Origine et histoire de l'Église Saint-Pierre
La collégiale Saint-Pierre de Chauvigny, située dans le département de la Vienne, est une ancienne église romane dont l'origine exacte reste mal connue. Son existence est attestée dès le premier quart du XIe siècle, avec un chapitre de 10 chanoines, suggérant un premier édifice antérieur. L'église actuelle fut construite dans la première moitié du XIIe siècle, en commençant par le chœur, tandis que le clocher fut élevé au début du XIIIe siècle. Elle devint le siège d'un archiprêtré sous l'Ancien Régime, puis fut abandonnée pendant la Révolution avant d'être rendue au culte en 1804.
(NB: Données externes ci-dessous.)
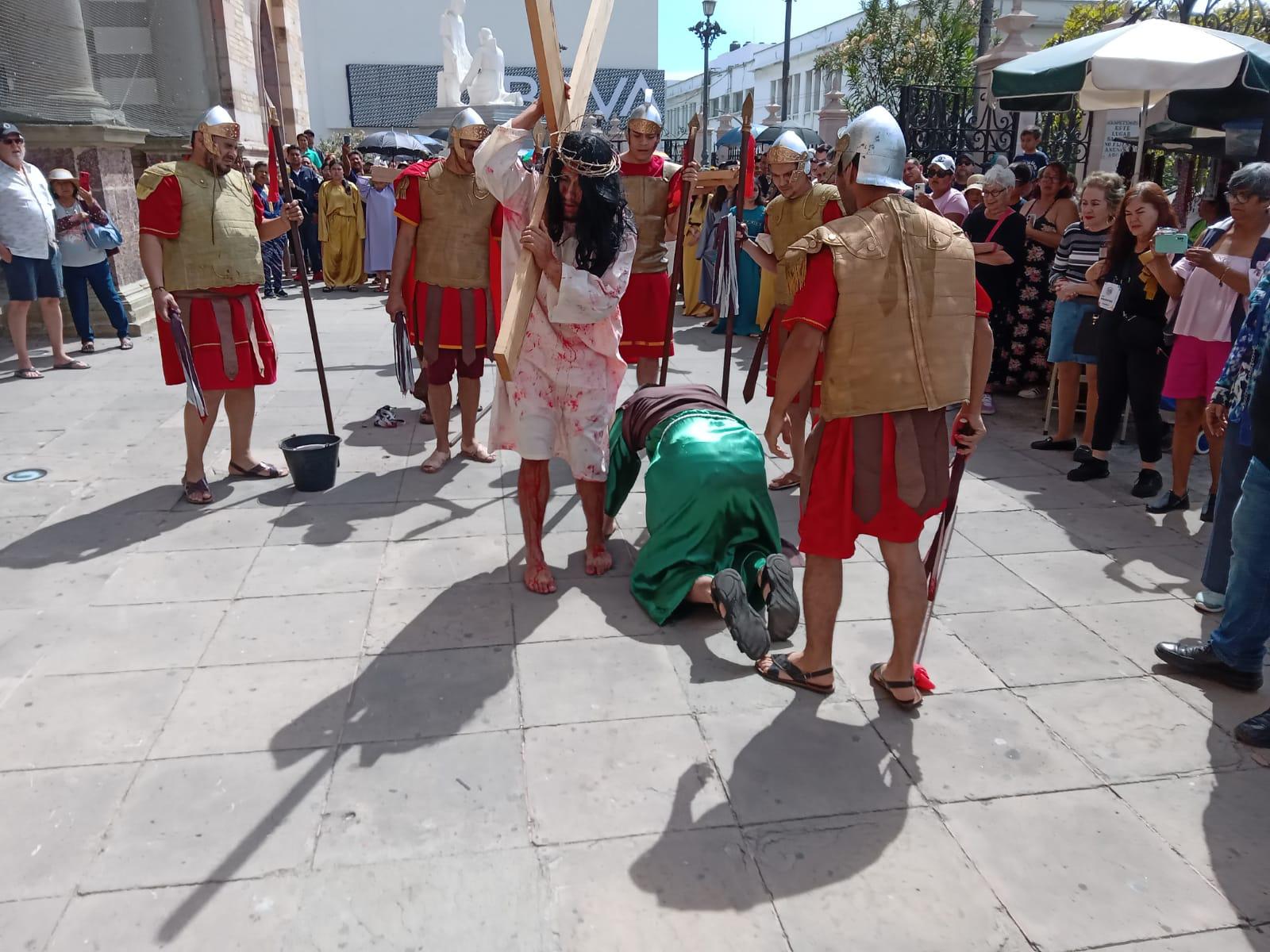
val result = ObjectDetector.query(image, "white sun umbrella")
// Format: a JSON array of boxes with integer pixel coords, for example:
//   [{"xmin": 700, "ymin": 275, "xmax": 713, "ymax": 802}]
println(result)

L'édifice, gravement endommagé pendant les guerres de Religion (1569) et la Fronde (1652), a subi plusieurs campagnes de restauration au XIXe siècle. Classée monument historique en 1846, l'église est réputée pour ses chapiteaux sculptés, notamment ceux du chœur, qui mêlent scènes bibliques et représentations fantastiques. Parmi eux, le chapiteau IV porte la rare signature Gofridus me fecit, attestant du travail d'un sculpteur médiéval. L'architecture combine des influences romanes poitevines et limousines, avec un chevet richement décoré et un clocher carré à trois niveaux.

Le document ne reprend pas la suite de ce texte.